I hasn't impacted our traffic, but it is extremely annoying that now - when you do a Google search for our company - (due to Wikipedia's overall popularity apparently) a page titled Project Spam + our URL now comes out on page 1 of the results. VERY frustrating.
We're looking into our options, but I'm not sure there are any.
[en.wikipedia.org...]
asking someone to take a second look. Be prepared for hard questioning -- the wiki people get a lot of these requests and probably less than 30% of them are legit, so they tend to be very skeptical.
Do you have a Wikipedia account? If not, I suggest you get one for this.
Good luck!
(P.S. -- can you let us know what happens?
asking someone to take a second look.
Actually we tried that. Our question, posted on the talk page per their instructions, was never even answered.
One consolation - we apparently have a lot of company - Wikipedia has even set up a similar spam page for Google. Of course when you Google "google" THAT page doesn't show up on page 1!
It also looks like sometimes they're flagging all of a domain-owner's domains and not just those put in their articles.
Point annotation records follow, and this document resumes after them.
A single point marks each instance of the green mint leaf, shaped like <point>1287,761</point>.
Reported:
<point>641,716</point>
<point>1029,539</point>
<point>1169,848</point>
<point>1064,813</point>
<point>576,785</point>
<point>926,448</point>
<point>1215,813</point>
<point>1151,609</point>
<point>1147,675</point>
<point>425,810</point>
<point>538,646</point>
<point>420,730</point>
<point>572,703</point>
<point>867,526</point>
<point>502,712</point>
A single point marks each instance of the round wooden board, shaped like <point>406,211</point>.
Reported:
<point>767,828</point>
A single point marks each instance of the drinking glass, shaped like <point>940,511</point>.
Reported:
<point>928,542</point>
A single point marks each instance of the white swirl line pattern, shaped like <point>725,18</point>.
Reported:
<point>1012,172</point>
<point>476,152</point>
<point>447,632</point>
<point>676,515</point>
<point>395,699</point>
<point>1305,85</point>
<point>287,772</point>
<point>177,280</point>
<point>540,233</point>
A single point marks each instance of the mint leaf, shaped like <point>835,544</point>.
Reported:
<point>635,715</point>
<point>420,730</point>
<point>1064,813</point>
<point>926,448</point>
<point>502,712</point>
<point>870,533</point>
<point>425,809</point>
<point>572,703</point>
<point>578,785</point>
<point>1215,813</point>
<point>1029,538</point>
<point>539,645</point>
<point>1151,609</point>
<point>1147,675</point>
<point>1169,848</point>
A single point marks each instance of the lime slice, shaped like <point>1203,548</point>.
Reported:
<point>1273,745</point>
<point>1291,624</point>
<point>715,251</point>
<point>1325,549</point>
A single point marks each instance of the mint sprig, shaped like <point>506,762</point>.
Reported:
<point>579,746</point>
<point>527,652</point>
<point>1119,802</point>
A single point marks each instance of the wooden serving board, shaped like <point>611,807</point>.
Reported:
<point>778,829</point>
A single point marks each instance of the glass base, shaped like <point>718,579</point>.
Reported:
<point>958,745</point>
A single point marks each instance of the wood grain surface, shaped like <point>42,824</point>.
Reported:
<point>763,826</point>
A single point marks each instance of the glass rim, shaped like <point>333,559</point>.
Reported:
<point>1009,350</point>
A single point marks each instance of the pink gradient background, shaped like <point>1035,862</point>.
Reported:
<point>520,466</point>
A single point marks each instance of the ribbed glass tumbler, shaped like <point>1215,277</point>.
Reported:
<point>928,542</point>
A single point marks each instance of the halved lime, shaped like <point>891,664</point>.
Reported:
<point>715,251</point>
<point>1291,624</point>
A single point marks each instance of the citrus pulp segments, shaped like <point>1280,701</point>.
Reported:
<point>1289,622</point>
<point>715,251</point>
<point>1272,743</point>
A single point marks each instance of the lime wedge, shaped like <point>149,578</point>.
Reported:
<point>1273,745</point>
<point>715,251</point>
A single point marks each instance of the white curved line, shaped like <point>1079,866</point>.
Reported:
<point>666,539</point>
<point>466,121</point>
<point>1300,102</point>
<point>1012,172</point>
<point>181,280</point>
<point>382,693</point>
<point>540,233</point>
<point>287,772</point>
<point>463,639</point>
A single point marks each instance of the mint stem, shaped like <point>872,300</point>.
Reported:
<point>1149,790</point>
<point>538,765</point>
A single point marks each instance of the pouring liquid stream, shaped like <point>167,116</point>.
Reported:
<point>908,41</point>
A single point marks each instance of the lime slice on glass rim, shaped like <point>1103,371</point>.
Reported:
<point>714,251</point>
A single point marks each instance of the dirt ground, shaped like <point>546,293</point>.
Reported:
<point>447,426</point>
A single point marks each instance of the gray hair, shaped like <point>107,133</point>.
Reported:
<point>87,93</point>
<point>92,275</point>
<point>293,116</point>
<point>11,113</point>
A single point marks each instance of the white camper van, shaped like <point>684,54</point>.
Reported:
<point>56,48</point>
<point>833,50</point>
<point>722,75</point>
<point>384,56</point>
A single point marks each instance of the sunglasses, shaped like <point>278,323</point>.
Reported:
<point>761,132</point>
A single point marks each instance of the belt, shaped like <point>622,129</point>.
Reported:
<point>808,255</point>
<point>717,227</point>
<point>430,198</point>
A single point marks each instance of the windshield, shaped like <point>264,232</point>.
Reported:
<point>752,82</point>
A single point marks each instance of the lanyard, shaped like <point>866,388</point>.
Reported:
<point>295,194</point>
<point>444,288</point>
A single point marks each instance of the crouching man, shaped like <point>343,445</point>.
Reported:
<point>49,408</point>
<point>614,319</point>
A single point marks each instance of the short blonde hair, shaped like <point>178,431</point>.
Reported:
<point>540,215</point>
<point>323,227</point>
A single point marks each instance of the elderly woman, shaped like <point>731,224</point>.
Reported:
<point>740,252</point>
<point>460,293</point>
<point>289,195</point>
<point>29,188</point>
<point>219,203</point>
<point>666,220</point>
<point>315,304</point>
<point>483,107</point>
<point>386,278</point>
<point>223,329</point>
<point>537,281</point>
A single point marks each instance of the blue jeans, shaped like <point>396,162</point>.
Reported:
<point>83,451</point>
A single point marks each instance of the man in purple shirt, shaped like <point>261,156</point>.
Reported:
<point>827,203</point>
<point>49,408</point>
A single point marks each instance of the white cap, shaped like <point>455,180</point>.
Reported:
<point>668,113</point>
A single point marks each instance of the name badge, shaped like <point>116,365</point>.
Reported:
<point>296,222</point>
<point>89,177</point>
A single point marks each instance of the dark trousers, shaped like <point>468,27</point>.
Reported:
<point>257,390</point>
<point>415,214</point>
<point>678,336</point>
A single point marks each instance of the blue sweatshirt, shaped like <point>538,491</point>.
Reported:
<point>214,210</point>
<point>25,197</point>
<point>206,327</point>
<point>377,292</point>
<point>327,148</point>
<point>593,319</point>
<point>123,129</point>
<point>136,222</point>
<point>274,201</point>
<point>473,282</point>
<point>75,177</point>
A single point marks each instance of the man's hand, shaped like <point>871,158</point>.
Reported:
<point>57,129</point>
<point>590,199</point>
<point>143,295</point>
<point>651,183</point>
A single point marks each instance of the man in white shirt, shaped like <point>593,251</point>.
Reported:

One case I just looked at involved domains that were registered privately. I wonder how they can do that?
Even regulars can't go around and put external links in to thier sites. As soon as someone sees a few links showing up that look like a pattern they are likely to audit all of the recent edits by that user (or IP address) and purge their links out.
One more thing to remember, Wikipedia started using nofollow tags a while back, so your external links won't get you any search engine love. All you can hope for is that someone reading the article will choose to follow a link. This does not happen much with reference links unless the reader is wanting to research a specific point.
A search like: site:domain.com "some text to find"
is also returning several pages that are NOT from domain.com in the results.
The change has happened in the last 24 to 36 hours, or less.
Since we're talking about wikipedia here, I thought I would mention it in case it means something to someone.